火山列島であるにも関わらず、巨大噴火に無頓着な原発推進に待ったを掛けたのである。
⇒2017年12月14日 (木) 伊方原発に高裁が停止命令/技術論と文明論(82)
⇒2016年10月 9日 (日) 巨大噴火リスクにどう備えるか/技術論と文明論(77)
伊方原発に限らず、今年は原発にとって大きな転換を示す年だった。
12月27日、原子力規制委は東京電力柏崎刈羽原発の適合性審査に合格を出した。
これは技術審査であって、再稼働すべしということでは全くない。
必要条件と十分条件の違いである。
今や「原発の不利」を示す論拠には事欠かない。
歴史的な岐路を迎えているのである。
東京新聞12月26日
先ごろ一般公開された外交文書で、1986年4月のチェルノブイリ原発事故の一端が明らかになった。
東京新聞12月21日
当時のシュワルナゼ外相が「平和な状況の下においても、核エネルギーは制御し得なくなった」と発言している。
この言葉にも拘わらず、日本(自民党政権)は原発推進を続け、25年後に福島原発事故を招いてしまった。
吉本主義者を自称している副島隆彦氏などは、吉本隆明『「反原発」異論』の巻頭で、吉本隆明の「原子力の研究をストップさせてはならない」という言葉を「原発を稼働させるべきである」と曲解した解説を書いている。

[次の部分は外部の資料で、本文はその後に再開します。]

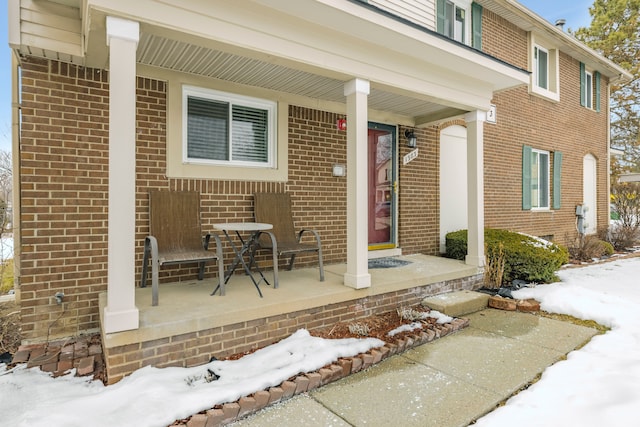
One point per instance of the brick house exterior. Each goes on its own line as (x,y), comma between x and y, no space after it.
(65,160)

核の研究を続けるということと、現時点で核分裂を電源として使うべきだということとはまったく異なる。
原理論と段階論は、区別して考えなければならない。
現に福島県内には、未だに線量が高い箇所が残っている。
多くの帰還困難者がいるのである。
「この線量は健康被害をもたらすレベルではない」と言われても、子育て世代などは自分たちは帰らないと言うだろう。
東京新聞12月26日
人類といえども、生態系の中でしか生きていけないことは、水俣病をはじめとした多くの教訓が教えるところではなかったか。
安倍政権のように、原発に拘っていると、エネルギーのパラダイム・チェンジに後れをとるだろう。